Regarding whether there was substantial evidence for the jury’s finding of infringement: Cyntec presented expert testimony explaining how the differences in hardness and size between the constituent powder grains affected the annealing temperatures. Cyntec also presented testimony from its vice-president that these differences affected the accused product’s reliability. The Federal Circuit concluded this was enough for a juror to reasonably reach its infringement finding given the plain meaning of the “by means of” limitation discussed above.

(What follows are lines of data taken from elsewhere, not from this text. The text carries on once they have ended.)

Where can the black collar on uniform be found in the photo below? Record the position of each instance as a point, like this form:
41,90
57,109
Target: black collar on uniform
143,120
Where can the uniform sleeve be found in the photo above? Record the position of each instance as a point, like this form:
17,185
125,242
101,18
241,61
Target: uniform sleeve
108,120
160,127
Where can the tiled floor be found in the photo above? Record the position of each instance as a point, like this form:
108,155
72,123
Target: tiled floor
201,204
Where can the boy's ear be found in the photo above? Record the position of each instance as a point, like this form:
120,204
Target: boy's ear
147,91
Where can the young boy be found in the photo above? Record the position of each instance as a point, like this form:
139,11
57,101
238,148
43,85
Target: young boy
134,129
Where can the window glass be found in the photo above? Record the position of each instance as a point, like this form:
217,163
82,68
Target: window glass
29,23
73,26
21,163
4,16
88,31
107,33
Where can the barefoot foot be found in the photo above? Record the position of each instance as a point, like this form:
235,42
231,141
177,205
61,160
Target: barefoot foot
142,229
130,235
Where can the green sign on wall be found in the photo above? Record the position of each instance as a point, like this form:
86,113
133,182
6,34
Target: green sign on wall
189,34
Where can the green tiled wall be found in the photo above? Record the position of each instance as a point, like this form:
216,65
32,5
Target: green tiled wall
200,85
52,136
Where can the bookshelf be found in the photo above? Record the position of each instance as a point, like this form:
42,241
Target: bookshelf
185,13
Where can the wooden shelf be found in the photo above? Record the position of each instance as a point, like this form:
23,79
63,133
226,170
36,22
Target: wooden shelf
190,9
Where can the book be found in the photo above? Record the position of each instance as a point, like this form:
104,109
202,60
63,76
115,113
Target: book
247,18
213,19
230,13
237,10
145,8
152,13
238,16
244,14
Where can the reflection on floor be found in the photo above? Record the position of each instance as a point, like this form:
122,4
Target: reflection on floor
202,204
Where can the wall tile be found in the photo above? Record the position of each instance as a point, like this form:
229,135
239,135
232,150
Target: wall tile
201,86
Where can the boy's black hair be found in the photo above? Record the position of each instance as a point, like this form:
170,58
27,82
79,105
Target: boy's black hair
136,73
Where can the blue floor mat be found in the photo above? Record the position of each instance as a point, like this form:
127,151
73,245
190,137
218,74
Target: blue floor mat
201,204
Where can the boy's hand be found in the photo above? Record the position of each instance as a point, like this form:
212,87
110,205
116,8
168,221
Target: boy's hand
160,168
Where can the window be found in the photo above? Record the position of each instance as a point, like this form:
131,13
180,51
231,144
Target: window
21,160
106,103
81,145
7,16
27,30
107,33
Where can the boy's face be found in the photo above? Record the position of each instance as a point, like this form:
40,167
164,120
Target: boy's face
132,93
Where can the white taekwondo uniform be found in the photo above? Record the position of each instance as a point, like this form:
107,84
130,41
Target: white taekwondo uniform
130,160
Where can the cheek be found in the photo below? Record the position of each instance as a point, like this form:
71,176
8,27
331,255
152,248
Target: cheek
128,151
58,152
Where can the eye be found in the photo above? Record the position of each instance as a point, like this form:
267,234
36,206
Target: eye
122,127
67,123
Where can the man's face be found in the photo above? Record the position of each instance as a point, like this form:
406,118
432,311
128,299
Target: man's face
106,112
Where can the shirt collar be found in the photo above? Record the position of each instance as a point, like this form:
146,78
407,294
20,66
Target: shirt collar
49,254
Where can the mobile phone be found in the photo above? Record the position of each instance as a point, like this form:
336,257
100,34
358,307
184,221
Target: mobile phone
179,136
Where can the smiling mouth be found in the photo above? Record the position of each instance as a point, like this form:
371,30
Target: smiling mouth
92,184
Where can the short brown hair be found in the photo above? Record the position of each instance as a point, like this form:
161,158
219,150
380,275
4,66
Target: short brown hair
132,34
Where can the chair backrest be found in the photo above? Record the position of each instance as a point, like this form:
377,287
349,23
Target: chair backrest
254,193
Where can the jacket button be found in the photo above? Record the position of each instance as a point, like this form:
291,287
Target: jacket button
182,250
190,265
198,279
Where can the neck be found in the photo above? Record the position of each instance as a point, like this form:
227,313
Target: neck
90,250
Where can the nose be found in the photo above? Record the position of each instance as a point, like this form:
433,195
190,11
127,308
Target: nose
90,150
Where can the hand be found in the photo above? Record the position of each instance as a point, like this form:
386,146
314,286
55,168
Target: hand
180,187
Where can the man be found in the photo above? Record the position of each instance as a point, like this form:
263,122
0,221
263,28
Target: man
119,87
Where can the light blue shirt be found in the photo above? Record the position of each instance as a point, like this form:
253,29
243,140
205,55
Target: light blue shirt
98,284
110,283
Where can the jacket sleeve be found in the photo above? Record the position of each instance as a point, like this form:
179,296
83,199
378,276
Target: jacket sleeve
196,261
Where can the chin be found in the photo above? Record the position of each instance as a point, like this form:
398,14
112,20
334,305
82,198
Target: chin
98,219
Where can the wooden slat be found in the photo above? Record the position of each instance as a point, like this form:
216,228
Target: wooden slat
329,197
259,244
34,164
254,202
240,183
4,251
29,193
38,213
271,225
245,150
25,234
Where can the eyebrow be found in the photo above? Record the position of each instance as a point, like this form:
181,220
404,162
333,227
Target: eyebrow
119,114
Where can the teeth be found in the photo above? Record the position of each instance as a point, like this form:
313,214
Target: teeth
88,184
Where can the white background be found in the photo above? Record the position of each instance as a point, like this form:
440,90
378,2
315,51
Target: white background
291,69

Regarding the exclusion of Cyntec’s expert testimony on damages: The Federal Circuit citedtwo precedential cases regarding excluding unreliable damages expert testimony. In the first case, Power Integrations v. Fairchild Semiconductor International, Inc., 711 F.3d 1348, 1357 (Fed. Cir. 2013), the Federal Circuit threw out expert testimony on damages because it relied on calculations that assumed, without evidence, that all shipments of certain mobile phones included an infringing power circuit, even though the power circuits were found in chargers and not phones. Similarly, in the second case, Niazi Licensing Corporation v. St. Jude Medical S.C., Inc., 30 F.4th 1339, 1343–44 (Fed. Cir. 2022), the Federal Circuit threw out expert testimony on damages because it relied on calculations that included all of the defendant’s sales of catheters and related components, even though it was undisputed that not all of the catheters and components practiced the claimed method.
Here, Cyntec’s expert calculated an “importation rate” for each of 27 companies that allegedly bought infringing products from Chilisin. Cyntec’s expert calculated this importation rate based on the purchasing company’s United States revenue divided by its worldwide revenue. Cyntec’s expert then multiplied the importation rate for a given purchasing company by Chilisin’s revenue collected outside the United States from that purchasing company to determine the infringement revenue subject to damages. Cyntec’s expert treated the result of these calculations as Chilisin’s revenue for indirect sales to the United States via that purchasing company. He then applied Cyntec’s market share to this revenue to yield an estimate of Cyntec’s lost sales.
The Federal Circuit held that the district court’s denial of Chilisin’s Daubert motion—based on the court’s finding that Cyntec’s expert’s opinions relied on data sources that are sufficiently reliable that a jury can determine whether the assumptions made were valid—was an abuse of discretion. The expert’s calculations assumed, without evidence, that the sales revenue for the purchasing companies’ products as a whole reflected sales of infringing products they had purchased from Chilisin. Like the flawed calculations in Power Integrations and Niazi Licensing, the expert’s testimony here relied on data that failed to differentiate between infringing products and non-infringing products. The Federal Circuit found the expert’s opinion was derived from unreliable data and built on speculation and, therefore, the district court abused its discretion when it allowed the expert’s opinion.